5 high-sodium foods that can affect your health
What's the story
Most of us know that too much salt can be bad for our health, but we often overlook some common foods that can add to our daily intake. These foods may not taste salty but can still contribute significantly to our sodium consumption. Knowing these hidden sources is important to keep a balanced diet and avoid excess salt. Here are five such foods that may surprise you.
#1
Bread and bakery products
Bread and other bakery products are staples in many diets, but they can also be a major source of hidden salt. Most commercial breads have around 200 milligrams of sodium per slice. This is because salt is added to enhance flavor and preserve freshness. If you're watching your sodium intake, opt for low-sodium bread options or make your own at home with less salt.
#2
Condiments and sauces
Condiments like ketchup, mustard, and soy sauce are often loaded with sodium to enhance their taste. For instance, a tablespoon of soy sauce can have as much as 1,000 milligrams of sodium. While these condiments add flavor to your meals, it's important to use them sparingly or look for low-sodium versions to keep your overall salt intake in check.
#3
Cheese varieties
Cheese is another common food that packs more sodium than you might expect. Hard cheeses such as Parmesan can have more than 500 milligrams of sodium per ounce. While cheese makes for a good source of calcium and protein, those watching their salt intake should go for lower-sodium varieties or limit their portions.
#4
Canned vegetables and legumes
Canned vegetables and legumes are super convenient but can be loaded with hidden salts from the preservation process.

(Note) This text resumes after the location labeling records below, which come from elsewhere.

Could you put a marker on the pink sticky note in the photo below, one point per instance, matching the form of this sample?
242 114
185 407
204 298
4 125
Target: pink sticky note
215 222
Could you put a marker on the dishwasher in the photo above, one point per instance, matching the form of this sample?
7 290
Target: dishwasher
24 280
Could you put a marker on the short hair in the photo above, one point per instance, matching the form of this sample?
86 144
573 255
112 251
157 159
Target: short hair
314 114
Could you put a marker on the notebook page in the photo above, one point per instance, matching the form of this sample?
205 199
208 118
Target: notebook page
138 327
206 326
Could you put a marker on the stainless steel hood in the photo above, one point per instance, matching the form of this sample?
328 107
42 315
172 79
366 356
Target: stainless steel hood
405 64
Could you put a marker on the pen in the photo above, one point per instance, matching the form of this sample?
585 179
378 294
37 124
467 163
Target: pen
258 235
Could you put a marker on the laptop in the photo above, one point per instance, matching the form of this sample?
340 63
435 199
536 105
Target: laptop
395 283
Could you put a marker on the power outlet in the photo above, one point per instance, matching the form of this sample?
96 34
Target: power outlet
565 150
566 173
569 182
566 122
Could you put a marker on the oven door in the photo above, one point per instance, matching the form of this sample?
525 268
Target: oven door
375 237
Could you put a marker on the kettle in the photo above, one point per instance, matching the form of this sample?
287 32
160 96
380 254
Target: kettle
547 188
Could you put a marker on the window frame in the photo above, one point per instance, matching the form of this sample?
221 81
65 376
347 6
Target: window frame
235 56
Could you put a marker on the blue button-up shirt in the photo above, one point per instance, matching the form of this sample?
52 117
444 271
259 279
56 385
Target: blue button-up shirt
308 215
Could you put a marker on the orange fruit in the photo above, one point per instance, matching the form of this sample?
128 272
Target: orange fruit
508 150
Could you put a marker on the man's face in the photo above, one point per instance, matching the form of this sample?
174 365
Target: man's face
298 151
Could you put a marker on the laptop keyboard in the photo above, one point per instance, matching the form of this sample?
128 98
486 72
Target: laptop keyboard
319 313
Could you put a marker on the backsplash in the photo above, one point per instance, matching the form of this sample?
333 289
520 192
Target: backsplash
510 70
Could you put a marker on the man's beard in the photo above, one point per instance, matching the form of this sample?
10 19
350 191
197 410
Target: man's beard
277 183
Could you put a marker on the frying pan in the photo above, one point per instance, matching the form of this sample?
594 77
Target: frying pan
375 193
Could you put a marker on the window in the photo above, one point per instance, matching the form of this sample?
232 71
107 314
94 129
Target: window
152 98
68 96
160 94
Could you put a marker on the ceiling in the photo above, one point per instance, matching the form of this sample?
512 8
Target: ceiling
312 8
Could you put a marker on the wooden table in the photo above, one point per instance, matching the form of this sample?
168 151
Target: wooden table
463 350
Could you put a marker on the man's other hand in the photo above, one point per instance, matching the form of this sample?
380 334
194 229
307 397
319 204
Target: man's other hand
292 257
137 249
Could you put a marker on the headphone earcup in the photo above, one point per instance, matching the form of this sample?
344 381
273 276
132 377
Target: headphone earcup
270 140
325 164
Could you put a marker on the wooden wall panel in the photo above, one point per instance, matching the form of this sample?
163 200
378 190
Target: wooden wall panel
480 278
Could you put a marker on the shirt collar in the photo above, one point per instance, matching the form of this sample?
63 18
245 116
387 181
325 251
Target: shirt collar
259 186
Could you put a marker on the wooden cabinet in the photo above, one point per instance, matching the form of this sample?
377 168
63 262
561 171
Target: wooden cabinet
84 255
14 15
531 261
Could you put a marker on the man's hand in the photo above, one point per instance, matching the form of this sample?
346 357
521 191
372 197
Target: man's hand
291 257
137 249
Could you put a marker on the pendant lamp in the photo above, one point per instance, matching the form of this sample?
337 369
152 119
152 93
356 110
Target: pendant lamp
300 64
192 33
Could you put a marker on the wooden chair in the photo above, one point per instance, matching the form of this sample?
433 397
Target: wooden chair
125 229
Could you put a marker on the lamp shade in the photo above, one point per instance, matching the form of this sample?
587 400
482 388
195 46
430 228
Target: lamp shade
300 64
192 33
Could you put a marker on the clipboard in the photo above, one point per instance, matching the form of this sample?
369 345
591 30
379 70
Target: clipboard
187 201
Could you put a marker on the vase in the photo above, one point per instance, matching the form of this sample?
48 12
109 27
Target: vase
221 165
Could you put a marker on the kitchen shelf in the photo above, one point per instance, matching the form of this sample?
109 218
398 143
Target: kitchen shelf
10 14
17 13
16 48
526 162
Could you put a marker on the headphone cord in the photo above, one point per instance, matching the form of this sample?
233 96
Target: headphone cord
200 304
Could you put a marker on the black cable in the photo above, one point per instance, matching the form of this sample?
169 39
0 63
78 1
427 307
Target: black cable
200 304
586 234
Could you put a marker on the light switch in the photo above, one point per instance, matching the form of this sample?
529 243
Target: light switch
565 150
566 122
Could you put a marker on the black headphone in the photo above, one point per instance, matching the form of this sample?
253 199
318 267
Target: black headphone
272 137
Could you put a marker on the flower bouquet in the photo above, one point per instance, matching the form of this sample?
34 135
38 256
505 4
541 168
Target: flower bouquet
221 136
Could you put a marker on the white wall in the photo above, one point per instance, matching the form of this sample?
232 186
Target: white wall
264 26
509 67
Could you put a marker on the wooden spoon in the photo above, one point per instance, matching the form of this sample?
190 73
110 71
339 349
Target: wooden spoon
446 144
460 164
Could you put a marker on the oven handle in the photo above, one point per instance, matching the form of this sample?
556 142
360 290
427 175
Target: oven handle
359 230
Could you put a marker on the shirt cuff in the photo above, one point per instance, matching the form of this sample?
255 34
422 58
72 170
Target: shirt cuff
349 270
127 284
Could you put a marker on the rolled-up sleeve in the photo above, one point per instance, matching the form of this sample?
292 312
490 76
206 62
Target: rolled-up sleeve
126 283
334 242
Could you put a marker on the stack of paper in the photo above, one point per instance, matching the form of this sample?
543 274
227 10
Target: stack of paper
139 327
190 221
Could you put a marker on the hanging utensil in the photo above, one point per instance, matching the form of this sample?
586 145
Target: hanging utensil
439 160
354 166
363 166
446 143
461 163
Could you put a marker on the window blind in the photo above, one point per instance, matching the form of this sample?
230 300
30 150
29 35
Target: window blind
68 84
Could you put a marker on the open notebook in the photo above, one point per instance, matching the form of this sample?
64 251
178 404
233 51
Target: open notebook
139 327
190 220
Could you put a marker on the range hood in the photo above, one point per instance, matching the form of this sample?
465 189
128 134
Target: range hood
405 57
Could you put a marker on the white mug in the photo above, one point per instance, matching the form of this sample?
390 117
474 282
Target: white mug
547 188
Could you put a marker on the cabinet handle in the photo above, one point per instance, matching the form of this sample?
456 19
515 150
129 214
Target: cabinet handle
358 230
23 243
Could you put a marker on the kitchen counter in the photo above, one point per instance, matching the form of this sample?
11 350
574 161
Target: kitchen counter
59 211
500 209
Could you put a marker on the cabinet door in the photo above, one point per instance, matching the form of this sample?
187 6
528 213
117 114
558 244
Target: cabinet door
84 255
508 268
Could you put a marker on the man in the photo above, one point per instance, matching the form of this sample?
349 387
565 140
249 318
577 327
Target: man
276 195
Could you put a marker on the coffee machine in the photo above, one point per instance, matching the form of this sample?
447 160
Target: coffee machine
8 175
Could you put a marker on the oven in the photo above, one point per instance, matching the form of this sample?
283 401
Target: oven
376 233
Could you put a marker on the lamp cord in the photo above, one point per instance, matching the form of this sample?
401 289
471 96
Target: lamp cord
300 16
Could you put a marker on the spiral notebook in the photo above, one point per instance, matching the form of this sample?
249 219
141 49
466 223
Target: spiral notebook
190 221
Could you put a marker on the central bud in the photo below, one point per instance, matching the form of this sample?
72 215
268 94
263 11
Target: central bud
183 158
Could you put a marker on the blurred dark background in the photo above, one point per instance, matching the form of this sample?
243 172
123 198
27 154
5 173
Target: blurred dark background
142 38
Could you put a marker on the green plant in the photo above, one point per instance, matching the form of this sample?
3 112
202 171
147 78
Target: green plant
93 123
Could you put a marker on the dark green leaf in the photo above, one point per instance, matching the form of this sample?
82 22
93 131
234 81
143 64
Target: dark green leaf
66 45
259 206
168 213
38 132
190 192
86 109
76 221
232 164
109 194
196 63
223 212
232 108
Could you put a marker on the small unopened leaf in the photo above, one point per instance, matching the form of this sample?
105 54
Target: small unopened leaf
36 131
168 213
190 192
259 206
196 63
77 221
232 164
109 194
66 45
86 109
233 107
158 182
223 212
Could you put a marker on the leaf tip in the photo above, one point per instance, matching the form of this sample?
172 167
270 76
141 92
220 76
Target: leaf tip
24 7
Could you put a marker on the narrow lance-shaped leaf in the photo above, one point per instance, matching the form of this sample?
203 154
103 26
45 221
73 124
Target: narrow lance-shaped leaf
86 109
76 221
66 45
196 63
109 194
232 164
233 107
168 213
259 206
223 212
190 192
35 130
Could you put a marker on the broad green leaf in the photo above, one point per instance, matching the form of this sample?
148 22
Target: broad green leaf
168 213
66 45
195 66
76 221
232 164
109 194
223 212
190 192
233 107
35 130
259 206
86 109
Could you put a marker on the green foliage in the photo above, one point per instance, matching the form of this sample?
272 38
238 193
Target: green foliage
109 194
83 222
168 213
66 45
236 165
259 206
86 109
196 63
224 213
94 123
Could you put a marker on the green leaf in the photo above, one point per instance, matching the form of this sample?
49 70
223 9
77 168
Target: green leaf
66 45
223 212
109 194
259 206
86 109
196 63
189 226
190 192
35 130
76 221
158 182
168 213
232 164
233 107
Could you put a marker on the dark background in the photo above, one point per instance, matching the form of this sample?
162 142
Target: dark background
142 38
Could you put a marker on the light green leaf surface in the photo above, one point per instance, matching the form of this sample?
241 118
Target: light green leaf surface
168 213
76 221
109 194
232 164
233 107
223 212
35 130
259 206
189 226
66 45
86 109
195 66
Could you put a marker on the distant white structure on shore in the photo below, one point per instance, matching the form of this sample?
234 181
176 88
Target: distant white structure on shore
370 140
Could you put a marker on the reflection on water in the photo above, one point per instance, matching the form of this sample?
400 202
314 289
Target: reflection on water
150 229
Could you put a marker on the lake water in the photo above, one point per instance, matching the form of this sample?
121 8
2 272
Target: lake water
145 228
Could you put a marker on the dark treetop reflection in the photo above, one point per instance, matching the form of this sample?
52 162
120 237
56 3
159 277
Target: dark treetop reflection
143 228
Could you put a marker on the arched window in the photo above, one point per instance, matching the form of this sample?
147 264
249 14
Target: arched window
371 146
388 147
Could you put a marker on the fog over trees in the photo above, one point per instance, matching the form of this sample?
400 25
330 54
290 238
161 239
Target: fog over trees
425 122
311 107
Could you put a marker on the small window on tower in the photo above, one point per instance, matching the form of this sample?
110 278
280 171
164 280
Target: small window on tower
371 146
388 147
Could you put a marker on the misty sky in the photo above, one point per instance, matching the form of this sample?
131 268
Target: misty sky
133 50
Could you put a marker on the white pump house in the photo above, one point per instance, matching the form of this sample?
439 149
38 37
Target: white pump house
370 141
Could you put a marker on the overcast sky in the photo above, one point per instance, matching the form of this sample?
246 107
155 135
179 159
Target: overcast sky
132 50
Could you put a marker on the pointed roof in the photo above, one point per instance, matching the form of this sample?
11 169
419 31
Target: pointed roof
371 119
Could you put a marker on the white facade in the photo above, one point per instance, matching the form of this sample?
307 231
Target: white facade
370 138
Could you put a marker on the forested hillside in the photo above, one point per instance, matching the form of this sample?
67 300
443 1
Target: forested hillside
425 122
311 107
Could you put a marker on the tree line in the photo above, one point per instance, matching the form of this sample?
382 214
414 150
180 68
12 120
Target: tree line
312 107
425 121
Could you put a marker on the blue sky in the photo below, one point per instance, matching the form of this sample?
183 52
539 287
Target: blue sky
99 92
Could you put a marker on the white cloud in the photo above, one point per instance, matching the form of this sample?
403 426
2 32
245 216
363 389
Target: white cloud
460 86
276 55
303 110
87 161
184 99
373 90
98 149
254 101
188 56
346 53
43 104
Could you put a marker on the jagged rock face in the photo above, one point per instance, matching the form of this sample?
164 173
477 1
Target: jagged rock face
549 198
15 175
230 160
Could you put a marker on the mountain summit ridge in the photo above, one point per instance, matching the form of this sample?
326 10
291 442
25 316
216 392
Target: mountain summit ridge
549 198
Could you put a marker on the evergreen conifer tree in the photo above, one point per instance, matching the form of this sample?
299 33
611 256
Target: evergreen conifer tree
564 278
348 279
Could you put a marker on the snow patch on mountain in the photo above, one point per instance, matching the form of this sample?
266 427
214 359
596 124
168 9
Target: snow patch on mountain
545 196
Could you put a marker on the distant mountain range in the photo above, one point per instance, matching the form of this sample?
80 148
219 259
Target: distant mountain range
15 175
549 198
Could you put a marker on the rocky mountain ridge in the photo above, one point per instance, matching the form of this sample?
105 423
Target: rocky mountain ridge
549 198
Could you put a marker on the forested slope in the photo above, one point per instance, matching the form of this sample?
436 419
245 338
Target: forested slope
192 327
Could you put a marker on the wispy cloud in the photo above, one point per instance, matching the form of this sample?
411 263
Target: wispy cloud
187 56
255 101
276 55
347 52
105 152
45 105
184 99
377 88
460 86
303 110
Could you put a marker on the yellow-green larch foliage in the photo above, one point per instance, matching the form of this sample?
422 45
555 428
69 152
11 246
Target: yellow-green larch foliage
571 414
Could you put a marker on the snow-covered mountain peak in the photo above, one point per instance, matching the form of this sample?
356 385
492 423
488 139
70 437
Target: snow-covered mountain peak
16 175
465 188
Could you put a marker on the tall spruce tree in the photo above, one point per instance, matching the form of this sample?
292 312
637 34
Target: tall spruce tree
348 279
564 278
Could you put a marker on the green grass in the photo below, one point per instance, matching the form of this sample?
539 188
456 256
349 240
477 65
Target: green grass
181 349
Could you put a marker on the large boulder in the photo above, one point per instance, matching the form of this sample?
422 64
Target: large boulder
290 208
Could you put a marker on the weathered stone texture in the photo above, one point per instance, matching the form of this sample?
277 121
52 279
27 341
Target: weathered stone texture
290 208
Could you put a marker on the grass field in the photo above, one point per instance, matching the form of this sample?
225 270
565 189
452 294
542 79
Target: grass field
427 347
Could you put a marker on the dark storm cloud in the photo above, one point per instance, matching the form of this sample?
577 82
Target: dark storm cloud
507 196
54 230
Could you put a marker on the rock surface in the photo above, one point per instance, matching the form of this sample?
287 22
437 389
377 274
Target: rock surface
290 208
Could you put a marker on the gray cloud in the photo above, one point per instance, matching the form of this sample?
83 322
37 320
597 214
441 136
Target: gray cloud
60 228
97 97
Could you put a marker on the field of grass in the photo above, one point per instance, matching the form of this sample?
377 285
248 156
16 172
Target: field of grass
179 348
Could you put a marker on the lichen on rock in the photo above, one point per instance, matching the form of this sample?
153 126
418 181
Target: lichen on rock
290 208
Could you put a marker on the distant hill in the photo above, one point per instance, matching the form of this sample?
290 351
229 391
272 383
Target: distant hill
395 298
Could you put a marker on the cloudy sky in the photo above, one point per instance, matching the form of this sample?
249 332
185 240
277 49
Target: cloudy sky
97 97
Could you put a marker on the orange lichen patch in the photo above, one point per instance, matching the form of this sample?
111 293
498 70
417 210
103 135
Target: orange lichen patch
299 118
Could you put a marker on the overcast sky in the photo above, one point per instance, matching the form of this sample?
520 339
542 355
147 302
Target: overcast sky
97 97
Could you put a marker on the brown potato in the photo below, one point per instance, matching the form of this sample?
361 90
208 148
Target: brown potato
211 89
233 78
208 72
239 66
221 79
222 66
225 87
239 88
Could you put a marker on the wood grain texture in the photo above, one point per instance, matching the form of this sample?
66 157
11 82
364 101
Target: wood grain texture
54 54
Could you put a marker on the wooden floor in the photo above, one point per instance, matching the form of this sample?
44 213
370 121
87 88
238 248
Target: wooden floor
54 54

Most canned goods have added salt to keep them fresh over time. If you want to avoid excess sodium, rinse canned vegetables before eating or go for no-salt-added versions when possible.
#5
Processed snacks
Processed snacks such as chips and crackers are usually high in salt, as it is used liberally during the manufacturing process to enhance flavor and shelf life. A serving of some snack foods can easily have 300 milligrams or more of sodium. For those watching their salt intake, it is advisable to read labels carefully and choose snacks with lower sodium content whenever possible.